Opened 10 years ago

Closed 10 years ago

Last modified 10 years ago

#499 closed defect (invalid)

WebSocket will not connect from iOS Safari if ssl_verify_client is set to "optional"

Reported by: Greg Smethells Owned by:
Priority: major Milestone:
Component: nginx-core Version: 1.4.x
Keywords: Cc:
uname -a: Linux gsmethells 2.6.32-279.el6.x86_64 #1 SMP Thu Jun 21 07:08:44 CDT 2012 x86_64 x86_64 x86_64 GNU/Linux
nginx -V: nginx version: nginx/1.4.1
built by gcc 4.4.6 20120305 (Red Hat 4.4.6-4) (GCC)
TLS SNI support enabled
configure arguments: --with-debug --with-http_ssl_module

Description

The latest iOS Safari fails to connect a WebSocket if ssl_verify_client is set to "optional". No attempt is made to provided a client cert from the client; however, given that the client cert is "optional", it should still connect, to my understanding.

Change History (4)

comment:1 by Greg Smethells, 10 years ago

Our constraints are also that setting up client certificates on an iPad is too large and painful of a problem for our users to perform en-mass during deployment of our web app. In fact, using a web app is supposed to improve the ease of deployment, hence a client cert will never be assumed in the design for those designing web apps with thousands of users in many geographic locations.

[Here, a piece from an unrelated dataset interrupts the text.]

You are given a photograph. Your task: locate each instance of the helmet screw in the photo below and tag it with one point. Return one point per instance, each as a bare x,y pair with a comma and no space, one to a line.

comment:2 by Greg Smethells, 10 years ago

Instead a client cert will only be used when servers interact with other servers in the distributed system via RPC on the same port used by the web app itself. This port co-use allows fewer firewall and infrastructure changes thus smoothing the adoption of the web app.

comment:3 by Maxim Dounin, 10 years ago

Resolution: invalid
Status: newclosed

This doesn't looks like nginx problem, try reporting it to Apple instead. There are chances that #472 is related, try looking if a workaround suggested works for you.

comment:4 by Greg Smethells, 10 years ago

Submitted to Apple as ticket 16001290.

Note: See TracTickets for help on using tickets.